H. C. : Aucune étude n’est en mesure de valider l’utilisation de l’électroencéphalogramme ou de l’IRM pour prédire ou révéler un comportement et ils ne peuvent donc en aucun cas servir de preuve. Néanmoins, le nombre des publications sur la neuro-justice explose, principalement aux États-Unis : de 70 articles publiés entre 1990 et 2000, on est passé à plus de 2 000 entre 2000 et 2015.
C. V. : Il y a aussi la neuro-politique, une « nouvelle discipline » qui tente de corréler les opinions et le fonctionnement cérébral. Une étude a suggéré que le cortex cingulaire antérieur, qui joue un rôle dans la détection des contradictions, est plus volumineux chez les gens de gauche alors que la région de l’amygdale, impliquée dans la peur, est plus développée chez les gens de droite. Ainsi la peur des situations conflictuelles et des risques expliquerait les différences d’opinions politiques ! Dans le domaine du marketing, l’utilisation de l’imagerie cérébrale peut être utilisée pour savoir quelle étiquette stimule davantage l’attention de l’acheteur potentiel, le but étant bien sûr d’influencer sa décision d’achat ! Et dans le champ de l’éducation, les neurosciences influencent déjà certains programmes pédagogiques.
Aux Etats-Unis, des sociétés privées propose des examens d’imagerie cérébrale dans ces différents contextes non médicaux. En France, ces pratiques ne sont pas possibles : les appareils d’IRM sont réservés aux établissements de soins et de recherche biomédicale.

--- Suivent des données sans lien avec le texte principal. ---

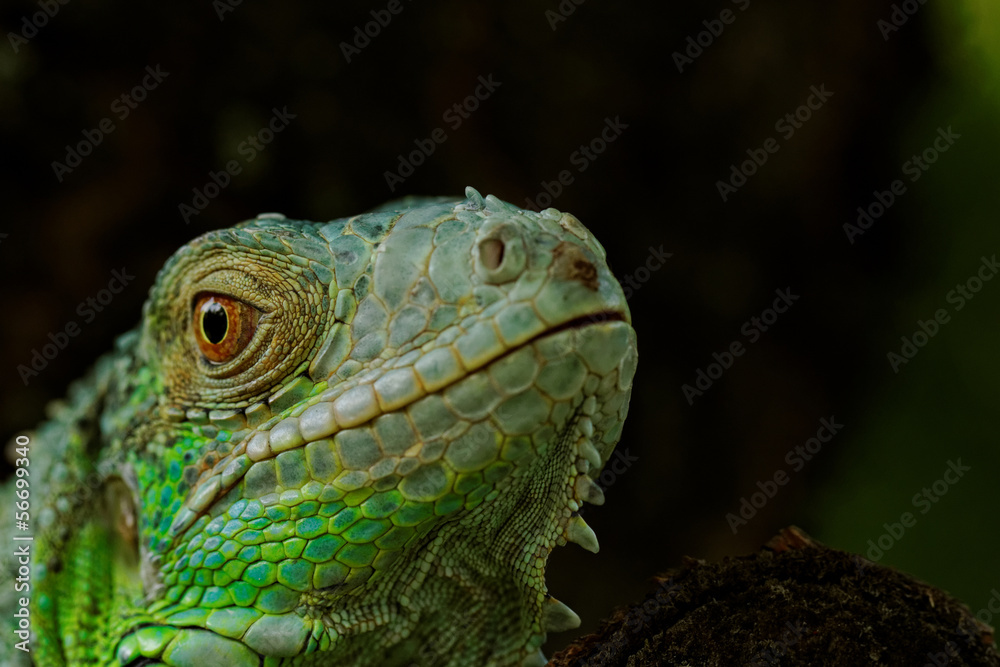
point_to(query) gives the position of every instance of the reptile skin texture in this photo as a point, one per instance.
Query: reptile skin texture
(353, 442)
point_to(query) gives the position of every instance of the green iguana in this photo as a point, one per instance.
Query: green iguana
(343, 443)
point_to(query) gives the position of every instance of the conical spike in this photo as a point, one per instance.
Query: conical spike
(578, 531)
(589, 452)
(588, 491)
(557, 617)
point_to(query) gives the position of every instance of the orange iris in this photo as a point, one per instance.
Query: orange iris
(223, 326)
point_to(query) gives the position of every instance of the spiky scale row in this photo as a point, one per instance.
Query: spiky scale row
(407, 439)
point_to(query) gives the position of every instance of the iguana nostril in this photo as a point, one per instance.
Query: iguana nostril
(500, 255)
(570, 262)
(491, 253)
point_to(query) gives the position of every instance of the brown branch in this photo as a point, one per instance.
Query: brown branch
(795, 602)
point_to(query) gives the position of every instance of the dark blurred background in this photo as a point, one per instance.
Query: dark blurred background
(683, 119)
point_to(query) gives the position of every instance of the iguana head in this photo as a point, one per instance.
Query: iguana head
(357, 442)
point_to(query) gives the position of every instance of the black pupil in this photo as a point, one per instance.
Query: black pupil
(214, 322)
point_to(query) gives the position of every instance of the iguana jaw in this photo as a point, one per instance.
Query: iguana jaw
(369, 396)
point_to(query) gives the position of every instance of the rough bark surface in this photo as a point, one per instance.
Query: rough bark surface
(795, 602)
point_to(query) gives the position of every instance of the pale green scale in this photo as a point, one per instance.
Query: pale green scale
(331, 507)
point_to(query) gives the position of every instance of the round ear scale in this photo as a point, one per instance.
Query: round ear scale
(223, 326)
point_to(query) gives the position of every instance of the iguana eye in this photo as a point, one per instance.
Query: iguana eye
(223, 326)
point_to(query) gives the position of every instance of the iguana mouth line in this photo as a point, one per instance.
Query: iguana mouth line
(262, 446)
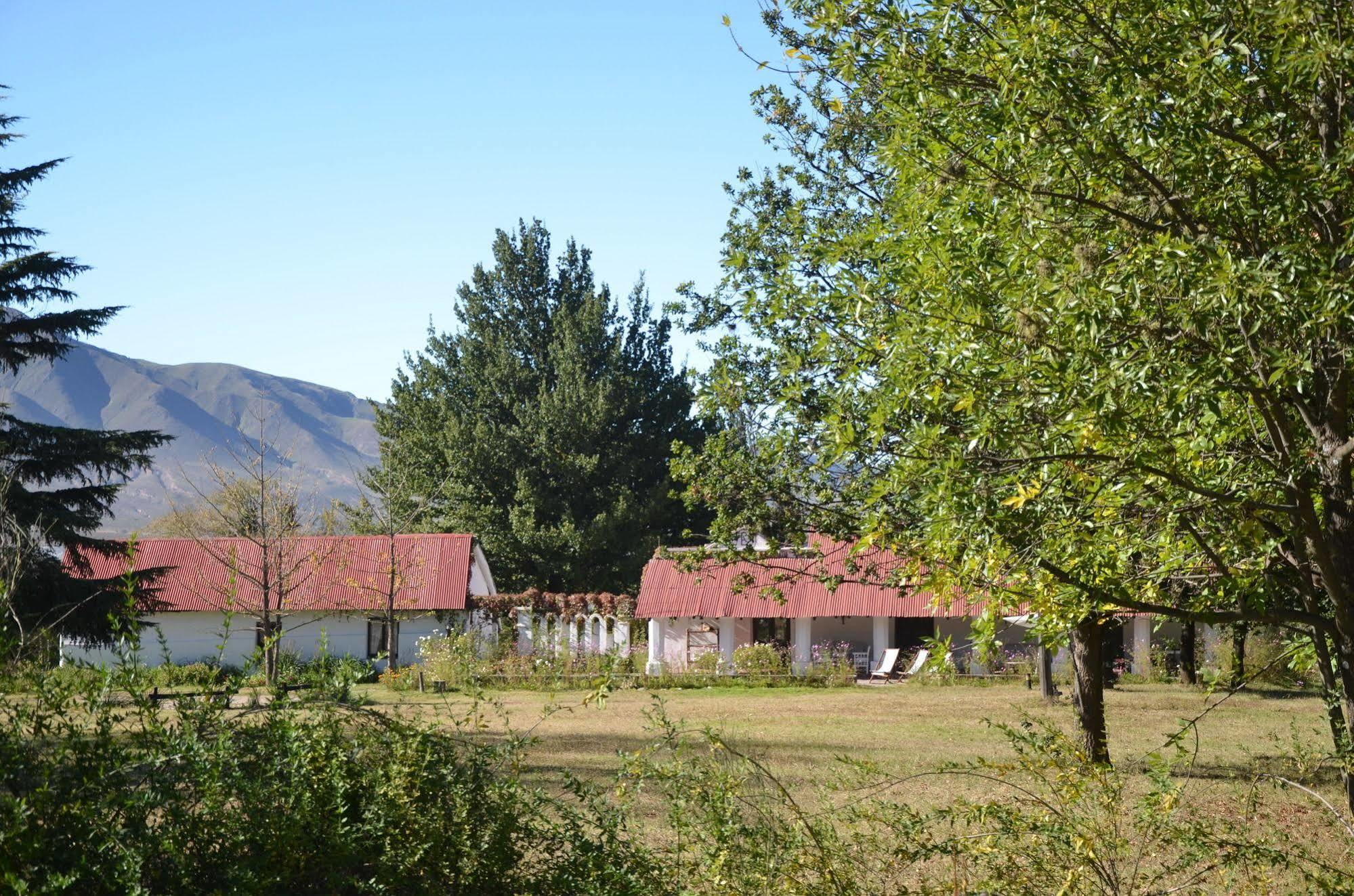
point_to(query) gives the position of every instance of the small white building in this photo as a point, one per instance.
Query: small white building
(784, 599)
(206, 599)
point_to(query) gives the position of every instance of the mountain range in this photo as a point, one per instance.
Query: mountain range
(325, 435)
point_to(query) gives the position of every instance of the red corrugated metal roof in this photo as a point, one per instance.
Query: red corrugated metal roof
(329, 573)
(667, 591)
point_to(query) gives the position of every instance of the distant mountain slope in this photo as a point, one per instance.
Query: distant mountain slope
(326, 433)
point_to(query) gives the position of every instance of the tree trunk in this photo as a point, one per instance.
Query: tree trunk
(270, 649)
(1089, 688)
(1046, 675)
(1238, 656)
(1189, 657)
(1334, 712)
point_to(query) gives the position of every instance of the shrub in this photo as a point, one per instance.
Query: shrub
(760, 661)
(452, 658)
(1044, 822)
(707, 664)
(291, 798)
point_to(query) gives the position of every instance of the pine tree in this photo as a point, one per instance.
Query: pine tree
(58, 484)
(545, 423)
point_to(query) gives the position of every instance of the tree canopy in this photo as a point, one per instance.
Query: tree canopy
(58, 484)
(545, 423)
(1057, 298)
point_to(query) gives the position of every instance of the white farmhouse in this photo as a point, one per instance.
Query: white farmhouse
(332, 589)
(784, 599)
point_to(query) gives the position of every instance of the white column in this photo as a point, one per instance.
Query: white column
(656, 647)
(1141, 656)
(526, 631)
(882, 637)
(801, 645)
(726, 641)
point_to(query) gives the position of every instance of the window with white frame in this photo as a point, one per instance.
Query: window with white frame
(379, 635)
(700, 641)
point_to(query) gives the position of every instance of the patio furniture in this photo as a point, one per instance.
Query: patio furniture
(886, 665)
(918, 661)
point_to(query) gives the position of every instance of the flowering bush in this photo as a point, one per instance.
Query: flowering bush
(451, 658)
(761, 660)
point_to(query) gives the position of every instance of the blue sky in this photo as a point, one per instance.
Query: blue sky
(297, 187)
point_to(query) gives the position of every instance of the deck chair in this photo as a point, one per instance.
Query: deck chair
(886, 665)
(918, 661)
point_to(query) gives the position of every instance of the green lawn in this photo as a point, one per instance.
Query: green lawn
(906, 727)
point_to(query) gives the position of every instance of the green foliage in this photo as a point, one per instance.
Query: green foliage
(104, 791)
(58, 484)
(543, 424)
(1059, 295)
(1046, 822)
(760, 661)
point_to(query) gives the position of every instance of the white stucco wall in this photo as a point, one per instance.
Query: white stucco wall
(200, 637)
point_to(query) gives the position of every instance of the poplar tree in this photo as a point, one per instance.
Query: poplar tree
(543, 424)
(58, 482)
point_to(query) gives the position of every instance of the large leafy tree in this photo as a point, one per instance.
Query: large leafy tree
(545, 423)
(1077, 318)
(58, 484)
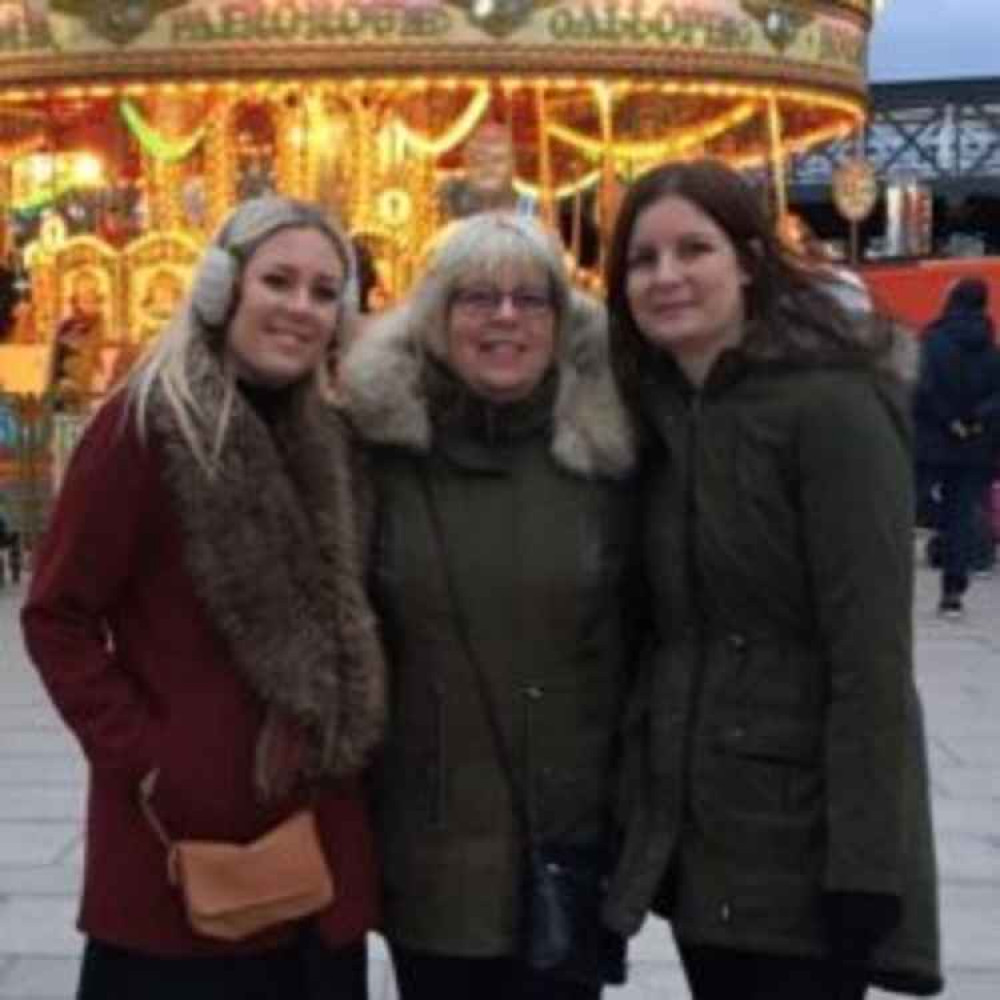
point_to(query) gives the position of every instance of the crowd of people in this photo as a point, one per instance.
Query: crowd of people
(622, 585)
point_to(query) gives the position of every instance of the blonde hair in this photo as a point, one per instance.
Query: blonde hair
(484, 246)
(204, 314)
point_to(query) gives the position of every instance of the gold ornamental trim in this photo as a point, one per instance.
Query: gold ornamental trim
(53, 42)
(368, 61)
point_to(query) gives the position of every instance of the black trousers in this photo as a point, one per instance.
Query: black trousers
(425, 976)
(307, 970)
(723, 974)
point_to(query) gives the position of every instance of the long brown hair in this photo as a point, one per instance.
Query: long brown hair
(789, 315)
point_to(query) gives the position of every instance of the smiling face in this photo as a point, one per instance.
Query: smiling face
(289, 304)
(685, 283)
(501, 333)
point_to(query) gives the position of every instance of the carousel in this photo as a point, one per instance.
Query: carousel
(128, 129)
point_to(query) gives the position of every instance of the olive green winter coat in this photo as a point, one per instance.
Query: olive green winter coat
(774, 740)
(536, 504)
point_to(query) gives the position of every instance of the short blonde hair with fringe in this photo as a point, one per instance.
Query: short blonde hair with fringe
(483, 247)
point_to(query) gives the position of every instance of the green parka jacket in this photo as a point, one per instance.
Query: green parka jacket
(537, 507)
(774, 741)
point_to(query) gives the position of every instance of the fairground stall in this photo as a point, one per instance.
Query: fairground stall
(128, 128)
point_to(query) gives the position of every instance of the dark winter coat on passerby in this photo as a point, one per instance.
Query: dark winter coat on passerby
(536, 502)
(775, 747)
(166, 609)
(957, 400)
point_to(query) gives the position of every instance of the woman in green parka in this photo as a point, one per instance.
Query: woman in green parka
(775, 796)
(502, 454)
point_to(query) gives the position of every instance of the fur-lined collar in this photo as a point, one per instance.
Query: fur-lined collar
(275, 545)
(382, 390)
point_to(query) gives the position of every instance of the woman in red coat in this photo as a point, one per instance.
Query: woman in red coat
(197, 611)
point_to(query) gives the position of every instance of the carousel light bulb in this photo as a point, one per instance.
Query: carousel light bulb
(88, 170)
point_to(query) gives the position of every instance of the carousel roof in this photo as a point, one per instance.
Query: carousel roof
(819, 44)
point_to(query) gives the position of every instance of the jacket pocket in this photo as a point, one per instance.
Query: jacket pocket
(770, 768)
(568, 756)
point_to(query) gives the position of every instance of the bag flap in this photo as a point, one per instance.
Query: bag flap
(285, 864)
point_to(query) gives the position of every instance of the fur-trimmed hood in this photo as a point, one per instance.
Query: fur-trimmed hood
(275, 543)
(382, 389)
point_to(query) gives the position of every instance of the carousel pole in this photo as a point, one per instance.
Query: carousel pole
(6, 186)
(606, 190)
(547, 207)
(776, 157)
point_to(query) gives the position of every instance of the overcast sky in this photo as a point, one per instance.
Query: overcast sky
(935, 40)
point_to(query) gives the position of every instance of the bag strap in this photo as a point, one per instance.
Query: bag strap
(504, 754)
(146, 788)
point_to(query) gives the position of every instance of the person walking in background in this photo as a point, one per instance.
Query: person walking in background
(198, 614)
(774, 798)
(957, 416)
(503, 460)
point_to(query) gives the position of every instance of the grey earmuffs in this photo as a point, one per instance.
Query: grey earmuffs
(214, 286)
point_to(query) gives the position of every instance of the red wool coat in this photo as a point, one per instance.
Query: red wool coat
(143, 678)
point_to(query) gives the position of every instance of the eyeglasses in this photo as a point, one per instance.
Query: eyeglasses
(485, 301)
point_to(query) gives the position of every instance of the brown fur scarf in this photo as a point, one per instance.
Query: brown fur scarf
(275, 543)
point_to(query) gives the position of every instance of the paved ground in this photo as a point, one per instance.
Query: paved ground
(42, 788)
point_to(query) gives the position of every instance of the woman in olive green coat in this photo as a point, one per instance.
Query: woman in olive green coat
(775, 799)
(488, 397)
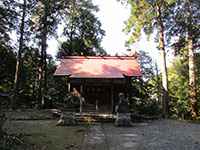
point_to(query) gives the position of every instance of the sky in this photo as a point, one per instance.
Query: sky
(112, 15)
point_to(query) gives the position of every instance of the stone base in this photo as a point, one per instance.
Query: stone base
(123, 120)
(67, 119)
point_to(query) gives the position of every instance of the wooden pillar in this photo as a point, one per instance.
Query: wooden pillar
(112, 97)
(81, 100)
(68, 84)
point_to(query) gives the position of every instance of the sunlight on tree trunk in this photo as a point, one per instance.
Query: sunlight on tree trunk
(192, 74)
(19, 59)
(43, 66)
(163, 62)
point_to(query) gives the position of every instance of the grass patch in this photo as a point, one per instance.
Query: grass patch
(45, 135)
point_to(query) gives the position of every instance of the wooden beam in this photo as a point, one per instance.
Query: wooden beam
(112, 98)
(81, 100)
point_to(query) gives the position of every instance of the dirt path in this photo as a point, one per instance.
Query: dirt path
(157, 135)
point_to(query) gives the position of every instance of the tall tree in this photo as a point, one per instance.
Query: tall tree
(82, 30)
(148, 15)
(185, 25)
(191, 61)
(19, 56)
(47, 14)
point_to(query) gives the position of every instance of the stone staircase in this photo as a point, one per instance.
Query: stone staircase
(91, 117)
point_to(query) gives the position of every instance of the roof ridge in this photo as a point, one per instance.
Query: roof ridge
(98, 57)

Ces applications ont elles un fondement scientifique validé ?

C. V. : Aux Etats-Unis, certains scientifiques recherchent les bases neuronales des comportements de type antisocial, agressif et criminel, pour mettre au point de nouveaux traitements et des programmes de prévention de la délinquance. Des études par IRM ont pu montrer une légère réduction de l’épaisseur du cortex cérébral dans les régions préfrontale et temporale de criminels. Mais l’interprétation de ces images est problématique : jusqu’à présent, rien ne permet d’établir une relation de causalité entre une réduction d’épaisseur du cortex et un comportement déviant. L’origine des variations d’épaisseur du cortex ne peut être déterminée. Le cerveau est plastique et l’IRM donne seulement un cliché de l’état du cerveau d’une personne à un moment donné. Elle n’apporte pas d’information sur son passé et n’a pas non plus de valeur prédictive. Enfin, le fonctionnement du cerveau est extrêmement complexe, avec de nombreuses régions impliquées dans une même fonction. La zone du crime n’existe pas.
Les dérives dans l’interprétation de l’imagerie cérébrale ne sont pas rares. D’autant plus que pour un public non averti, les images colorées du cerveau sont fascinantes et peuvent apparaître comme une preuve scientifique « objective ».

Vous avez également parlé de neuro-amélioration : où en est la science et jusqu’où pourrait-elle aller ?
H. C. : La modification du fonctionnement cérébral n’est pas une idée nouvelle. Les antidépresseurs par exemple, peuvent en quelques sortes transformer la personnalité de l’individu. C’est aussi le cas du méthylphénidate donné à des millions d’enfants pour qu’ils soient plus calmes ou encore du modafinil pris comme stimulant par autant d’adultes. Mais dans le domaine psycho-cognitif, la ligne de démarcation entre le normal et le pathologique est impossible à tracer… la question se pose alors de savoir qui traiter : une grande timidité ou une hyperactivité doivent-ils être considérés comme un handicap à prendre en charge ?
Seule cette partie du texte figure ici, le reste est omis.